Illuminating explanations and a million words are bursting to be written to analyze this historic breakthrough, and don’t expect dry reading with this amazing cast of characters and riveting narrative. 

“On Nov. 1, 2014 the Brown Cow Ice Cream Parlor in Forest Park, Illinois, a small village of 14,000 residents, hosted a curious meeting of 20 or so suburban parents whose simple notion was that children in their community deserve a proper high school. By April 7, they successfully flipped generations of greed, graft and grift.” 

This is one for the books, and if the promise is fulfilled, you can take that literally.

A momentous journey is beginning for our current heroes and so, “May the road rise to meet you and may the wind be always at your back” although we’re pretty sure you’ve got this. Thank you, in advance, for your efforts.

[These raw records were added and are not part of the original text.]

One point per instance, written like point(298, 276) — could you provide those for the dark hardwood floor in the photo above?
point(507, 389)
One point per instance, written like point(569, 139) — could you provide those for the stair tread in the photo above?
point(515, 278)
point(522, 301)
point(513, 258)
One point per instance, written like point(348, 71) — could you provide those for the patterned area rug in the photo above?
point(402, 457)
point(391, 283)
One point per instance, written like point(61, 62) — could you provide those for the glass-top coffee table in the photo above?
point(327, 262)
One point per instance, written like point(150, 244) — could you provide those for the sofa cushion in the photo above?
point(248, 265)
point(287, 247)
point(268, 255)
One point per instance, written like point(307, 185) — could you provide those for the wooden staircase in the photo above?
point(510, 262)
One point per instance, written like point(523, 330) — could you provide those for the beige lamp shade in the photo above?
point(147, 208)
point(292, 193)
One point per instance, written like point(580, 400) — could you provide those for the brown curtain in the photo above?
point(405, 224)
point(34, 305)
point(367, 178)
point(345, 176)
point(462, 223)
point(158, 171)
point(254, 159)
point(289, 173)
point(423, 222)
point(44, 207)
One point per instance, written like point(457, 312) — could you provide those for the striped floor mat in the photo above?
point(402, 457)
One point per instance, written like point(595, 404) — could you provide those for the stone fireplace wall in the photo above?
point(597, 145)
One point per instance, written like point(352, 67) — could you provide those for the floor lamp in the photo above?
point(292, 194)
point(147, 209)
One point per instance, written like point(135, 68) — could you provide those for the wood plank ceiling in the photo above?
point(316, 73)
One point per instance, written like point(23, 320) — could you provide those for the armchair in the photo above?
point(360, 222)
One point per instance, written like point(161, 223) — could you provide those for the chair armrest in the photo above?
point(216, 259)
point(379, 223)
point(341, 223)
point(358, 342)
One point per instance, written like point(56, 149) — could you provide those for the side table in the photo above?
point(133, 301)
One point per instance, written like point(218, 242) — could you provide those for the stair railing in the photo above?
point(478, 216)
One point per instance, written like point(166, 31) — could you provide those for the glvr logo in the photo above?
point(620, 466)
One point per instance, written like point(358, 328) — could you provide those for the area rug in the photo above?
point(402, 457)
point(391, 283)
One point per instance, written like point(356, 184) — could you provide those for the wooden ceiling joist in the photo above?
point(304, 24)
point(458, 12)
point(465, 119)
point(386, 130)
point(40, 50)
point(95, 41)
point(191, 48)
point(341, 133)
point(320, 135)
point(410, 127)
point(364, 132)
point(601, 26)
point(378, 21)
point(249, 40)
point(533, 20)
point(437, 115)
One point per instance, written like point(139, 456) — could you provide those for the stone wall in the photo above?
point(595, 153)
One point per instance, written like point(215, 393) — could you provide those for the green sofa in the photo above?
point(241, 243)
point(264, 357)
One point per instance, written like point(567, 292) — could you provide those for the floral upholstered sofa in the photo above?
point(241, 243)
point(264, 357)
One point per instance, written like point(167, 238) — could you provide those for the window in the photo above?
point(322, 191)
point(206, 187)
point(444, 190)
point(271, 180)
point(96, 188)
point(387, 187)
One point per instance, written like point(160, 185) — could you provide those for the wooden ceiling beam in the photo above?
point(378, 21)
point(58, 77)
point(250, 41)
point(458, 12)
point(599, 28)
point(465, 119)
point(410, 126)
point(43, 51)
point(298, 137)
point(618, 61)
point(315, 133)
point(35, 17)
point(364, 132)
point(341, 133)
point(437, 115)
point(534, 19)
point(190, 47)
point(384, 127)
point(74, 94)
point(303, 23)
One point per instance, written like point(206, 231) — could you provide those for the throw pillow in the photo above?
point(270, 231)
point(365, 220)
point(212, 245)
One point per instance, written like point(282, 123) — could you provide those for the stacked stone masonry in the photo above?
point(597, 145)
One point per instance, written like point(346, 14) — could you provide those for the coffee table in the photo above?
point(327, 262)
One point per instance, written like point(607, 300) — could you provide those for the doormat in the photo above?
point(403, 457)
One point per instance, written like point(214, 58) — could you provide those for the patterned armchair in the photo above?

Our village race was memorable, too, but not in a hopeful way. Tony Calderone won his fifth term as mayor in what can only be labeled a pyrrhic victory. Toward the end of the campaign, tactics were employed that crossed all boundaries of civil and civic culture.

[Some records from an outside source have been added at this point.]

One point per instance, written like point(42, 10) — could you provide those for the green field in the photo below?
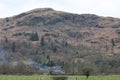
point(46, 77)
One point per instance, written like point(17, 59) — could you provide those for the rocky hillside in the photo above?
point(82, 34)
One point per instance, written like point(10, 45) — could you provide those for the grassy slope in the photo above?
point(45, 77)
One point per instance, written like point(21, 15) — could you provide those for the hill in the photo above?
point(53, 38)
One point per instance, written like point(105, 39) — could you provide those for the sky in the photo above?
point(107, 8)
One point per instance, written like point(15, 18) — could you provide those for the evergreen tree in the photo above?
point(6, 40)
point(13, 48)
point(42, 41)
point(34, 37)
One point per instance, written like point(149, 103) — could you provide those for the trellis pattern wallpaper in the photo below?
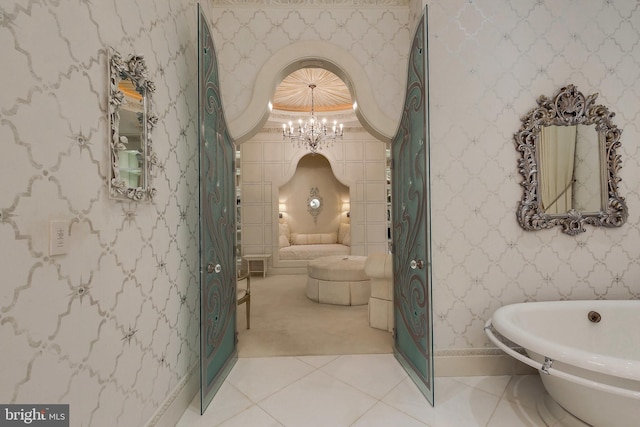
point(489, 61)
point(111, 327)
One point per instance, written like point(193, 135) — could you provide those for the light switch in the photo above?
point(58, 237)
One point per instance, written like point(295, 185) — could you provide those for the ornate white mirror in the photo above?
point(570, 165)
point(314, 203)
point(131, 122)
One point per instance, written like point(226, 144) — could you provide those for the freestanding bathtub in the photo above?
point(587, 353)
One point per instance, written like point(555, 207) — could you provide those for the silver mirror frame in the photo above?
point(133, 68)
point(567, 108)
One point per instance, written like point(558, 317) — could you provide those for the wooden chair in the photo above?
point(244, 293)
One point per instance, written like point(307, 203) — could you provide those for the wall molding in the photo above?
point(477, 362)
point(171, 410)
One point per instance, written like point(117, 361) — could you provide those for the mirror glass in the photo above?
point(570, 165)
point(131, 123)
point(314, 203)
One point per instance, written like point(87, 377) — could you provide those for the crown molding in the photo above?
point(311, 3)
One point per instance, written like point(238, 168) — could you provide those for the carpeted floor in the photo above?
point(284, 322)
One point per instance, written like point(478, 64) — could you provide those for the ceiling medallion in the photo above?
point(314, 134)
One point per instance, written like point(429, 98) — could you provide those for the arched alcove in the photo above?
point(312, 180)
point(316, 54)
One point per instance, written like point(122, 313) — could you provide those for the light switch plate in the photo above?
point(58, 237)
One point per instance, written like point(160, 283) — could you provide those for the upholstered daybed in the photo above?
point(298, 246)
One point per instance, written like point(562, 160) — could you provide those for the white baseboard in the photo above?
point(170, 412)
point(469, 362)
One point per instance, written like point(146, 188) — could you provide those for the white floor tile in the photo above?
point(318, 400)
point(374, 374)
point(495, 385)
point(361, 391)
point(456, 404)
point(383, 415)
point(260, 377)
point(227, 403)
point(525, 389)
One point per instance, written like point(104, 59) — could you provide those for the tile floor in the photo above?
point(361, 391)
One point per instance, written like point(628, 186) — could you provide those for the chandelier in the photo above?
point(314, 134)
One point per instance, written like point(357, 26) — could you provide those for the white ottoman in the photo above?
point(338, 279)
point(379, 268)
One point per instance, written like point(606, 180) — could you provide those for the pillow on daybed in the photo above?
point(313, 239)
point(285, 235)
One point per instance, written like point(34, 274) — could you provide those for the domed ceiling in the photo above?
point(331, 99)
point(294, 95)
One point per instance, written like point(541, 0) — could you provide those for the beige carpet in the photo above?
point(284, 322)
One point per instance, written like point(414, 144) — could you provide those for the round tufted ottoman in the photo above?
point(338, 279)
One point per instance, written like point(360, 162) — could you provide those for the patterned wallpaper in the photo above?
point(111, 327)
point(248, 33)
point(489, 62)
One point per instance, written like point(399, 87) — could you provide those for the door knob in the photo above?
point(416, 264)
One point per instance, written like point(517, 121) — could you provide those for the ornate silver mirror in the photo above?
point(131, 122)
point(569, 164)
point(314, 203)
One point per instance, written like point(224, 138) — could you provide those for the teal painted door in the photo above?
point(413, 336)
point(218, 351)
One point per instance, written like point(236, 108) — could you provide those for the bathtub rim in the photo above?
point(502, 322)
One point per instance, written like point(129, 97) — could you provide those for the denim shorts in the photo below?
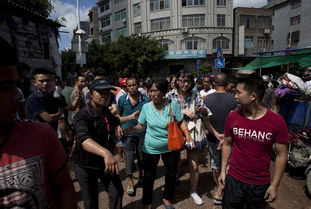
point(215, 156)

Two anonymous mailers were especially heinous. The anti-Calderone piece was a twofer, with a nasty attack on Calderone on one side, and a weird attempt at D209 voter confusion on the other. Quintessential Proviso Way style. Take it up with your Proviso enemies, Mr. Mayor, and use FPPAC money to expose the Citizens for a Better Forest Park creeps.

The anti-Harris mailer had a coordinated Facebook page and appeared five days before Election Day, spouting odious half-truths and aspersions. From the darkness of a local hidey-hole, the attacks launched after the last pre-election Forest Park Review was published; to avoid both attribution and fact-checking. Amazingly, fact checking was quickly done and the dark charges were refuted by fact and legal affidavits. The whole saga was published in this newspaper and on local Internet sites. 

Yes, Calderone denounced and denied responsibility for such tactics. On April 4, he posted to Facebook that “Nobody on my team is responsible for any negative mail pieces. Each of my team members took a pledge to stay above board and that means each and everyone on my team.” Quintessential Calderone style since 1999.

Unfortunately, not everyone got that memo and a vocal member of Calderone’s team proceeded to carry every piece of bogus “evidence” from the dark Facebook page, Forest Park Facts, over to the established Forest Park Town Hall group. The info dump only stopped late on election night, at which point the five-day-old Forest Park Facts site went dead. Poof.

There is no plausible deniability here for the mayor.

This isn’t our first rodeo, folks. Arm’s-length evisceration electioneering has been the trademark tactic toward every Calderone challenger since Lorraine Popelka in 1999. The same tactics have been used against any and all serious opponents, including Steinbach, Doolin, Hoskins, Tellalian and now, Harris.

Calderone’s “win at any cost” approach has damaged the very fabric of our community and divided our people. While the wish to forget or deny is understandable, it is undeniably unhealthy. “The Mannix Effect” has been the technological nail in our coffin.

But, but, but … both sides do it! No, both sides do not do it.

At this point, the challenge for each of us is to acknowledge, commit to long-term memory and, only then, move on.

Personally, I’m going with that old stand-by: Trust, but verify. 

Perhaps Mayor Calderone will return rightful powers back to the four other officials we’ve just elected, and the village can get busy governing instead of ruling. Since that possibility is a longshot, our focus needs to be on the three newly elected commissioners — Byrnes, Entler and Novak — who don’t need the mayor’s blessing to fulfill their responsibilities.

Because three beats two, every time.